Search code examples
scalaapache-spark

Using 'where' instead of 'expr' when filtering for values in multiple columns in scala spark


I'm having some trouble refactoring a spark dataframe to not use expr but instead use dataframe filters and when conditionals.

My code is this:

 outDF = outDF.withColumn("MAIN_TYPE", expr
 ("case when 'TYPE_A' in (GROUP_A,GROUP_B,GROUP_C,GROUP_D) then 'TYPE_A'" +
  "when 'TYPE_B' in (GROUP_A,GROUP_B,GROUP_C,GROUP_D) then 'TYPE_B'" +
  "when 'TYPE_C' in (GROUP_A,GROUP_B,GROUP_C,GROUP_D) then 'TYPE_C'" +
  "when 'TYPE_D' in (GROUP_A,GROUP_B,GROUP_C,GROUP_D) then 'TYPE_D' else '0' end")
  .cast(StringType))

The only solution that I could think of, so far is a series of individual .when().otherwise() chains, but that would require mXn lines, where m the number of Types and n the number of Groups that I need.

Is there any better way to do this kind of operation?

Thank you very much for your time!


Solution

  • So, this is how I worked this out, in case anyone is interested:

    I used a helper column for the groups which I later dropped.
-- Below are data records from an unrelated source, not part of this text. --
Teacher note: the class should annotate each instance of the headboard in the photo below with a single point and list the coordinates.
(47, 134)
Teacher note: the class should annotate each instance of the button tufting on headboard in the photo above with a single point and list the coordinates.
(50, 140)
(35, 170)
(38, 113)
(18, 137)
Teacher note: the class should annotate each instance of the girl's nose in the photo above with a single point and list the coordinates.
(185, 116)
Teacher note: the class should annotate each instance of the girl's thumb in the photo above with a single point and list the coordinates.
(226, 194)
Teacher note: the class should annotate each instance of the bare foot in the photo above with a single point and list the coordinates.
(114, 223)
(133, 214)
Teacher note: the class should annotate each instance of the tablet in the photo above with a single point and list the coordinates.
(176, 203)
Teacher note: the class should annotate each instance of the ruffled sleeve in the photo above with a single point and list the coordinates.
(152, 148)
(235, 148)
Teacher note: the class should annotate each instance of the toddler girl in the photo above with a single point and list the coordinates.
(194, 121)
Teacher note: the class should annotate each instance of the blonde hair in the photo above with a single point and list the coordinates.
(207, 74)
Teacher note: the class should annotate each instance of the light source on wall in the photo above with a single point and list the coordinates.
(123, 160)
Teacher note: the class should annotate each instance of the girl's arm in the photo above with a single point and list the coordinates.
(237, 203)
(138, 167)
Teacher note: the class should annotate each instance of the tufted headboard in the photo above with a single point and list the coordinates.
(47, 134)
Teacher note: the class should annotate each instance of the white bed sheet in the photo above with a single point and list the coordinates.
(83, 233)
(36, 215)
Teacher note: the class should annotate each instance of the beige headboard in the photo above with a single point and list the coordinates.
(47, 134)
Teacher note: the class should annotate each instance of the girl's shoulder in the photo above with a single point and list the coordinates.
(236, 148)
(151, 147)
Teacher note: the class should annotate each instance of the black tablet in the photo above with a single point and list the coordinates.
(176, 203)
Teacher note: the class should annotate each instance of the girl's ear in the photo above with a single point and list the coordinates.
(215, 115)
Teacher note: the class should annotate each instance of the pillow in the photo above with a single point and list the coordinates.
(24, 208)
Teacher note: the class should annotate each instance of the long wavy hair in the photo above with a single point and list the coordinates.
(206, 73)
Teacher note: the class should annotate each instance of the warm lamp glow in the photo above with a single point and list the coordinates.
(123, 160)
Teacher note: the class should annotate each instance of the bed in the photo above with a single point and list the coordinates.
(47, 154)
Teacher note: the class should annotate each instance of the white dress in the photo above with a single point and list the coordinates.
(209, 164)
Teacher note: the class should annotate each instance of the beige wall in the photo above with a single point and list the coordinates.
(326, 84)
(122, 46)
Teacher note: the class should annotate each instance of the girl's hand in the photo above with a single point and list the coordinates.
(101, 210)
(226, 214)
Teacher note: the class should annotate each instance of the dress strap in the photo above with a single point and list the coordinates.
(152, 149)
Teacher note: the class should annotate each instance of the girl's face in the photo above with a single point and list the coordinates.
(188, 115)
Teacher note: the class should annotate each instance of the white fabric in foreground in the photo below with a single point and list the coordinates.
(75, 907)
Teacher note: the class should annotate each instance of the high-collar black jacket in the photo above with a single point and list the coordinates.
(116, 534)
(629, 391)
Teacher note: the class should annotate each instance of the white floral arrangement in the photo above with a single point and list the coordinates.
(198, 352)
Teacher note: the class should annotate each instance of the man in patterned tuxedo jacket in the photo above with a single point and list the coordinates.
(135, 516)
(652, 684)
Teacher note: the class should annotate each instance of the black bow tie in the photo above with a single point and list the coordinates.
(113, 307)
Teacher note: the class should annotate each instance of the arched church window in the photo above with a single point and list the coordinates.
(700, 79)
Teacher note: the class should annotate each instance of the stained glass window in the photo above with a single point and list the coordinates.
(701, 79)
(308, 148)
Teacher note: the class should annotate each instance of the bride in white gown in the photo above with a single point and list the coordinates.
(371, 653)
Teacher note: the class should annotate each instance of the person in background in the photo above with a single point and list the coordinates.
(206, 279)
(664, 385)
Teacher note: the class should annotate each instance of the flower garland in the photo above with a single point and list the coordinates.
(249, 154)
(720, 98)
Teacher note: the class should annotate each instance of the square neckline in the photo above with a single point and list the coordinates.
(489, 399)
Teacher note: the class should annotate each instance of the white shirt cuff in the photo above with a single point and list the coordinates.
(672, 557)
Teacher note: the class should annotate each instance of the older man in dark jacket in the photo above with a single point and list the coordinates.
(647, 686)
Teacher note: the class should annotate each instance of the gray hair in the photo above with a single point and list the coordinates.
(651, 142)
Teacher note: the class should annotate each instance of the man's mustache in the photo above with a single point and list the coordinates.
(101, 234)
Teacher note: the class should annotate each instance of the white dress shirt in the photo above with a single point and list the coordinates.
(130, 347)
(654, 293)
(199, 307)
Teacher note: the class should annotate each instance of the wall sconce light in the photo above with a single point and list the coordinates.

    This is how this worked:

        outDF = outDF.withColumn("Helper_Column", concat(col("Group_A"),col("Group_B"),
          col("Group_C"),col("Group_D")))
        outDF = outDF.withColumn("MAIN_TYPE", when(col("Helper_Column").like("%Type_A%"),"Type_A").otherwise(
          when(col("Helper_Column").like("%Type_B%"),"Type_B").otherwise(
            when(col("Helper_Column").like("%Type_C%"),"Type_C").otherwise(
            when(col("Helper_Column").like("%Type_D%"),"Type_D").otherwise(lit("0")
        )))))
        outDF = outDF.drop("Helper_Column")
    

    Hope this helps someone.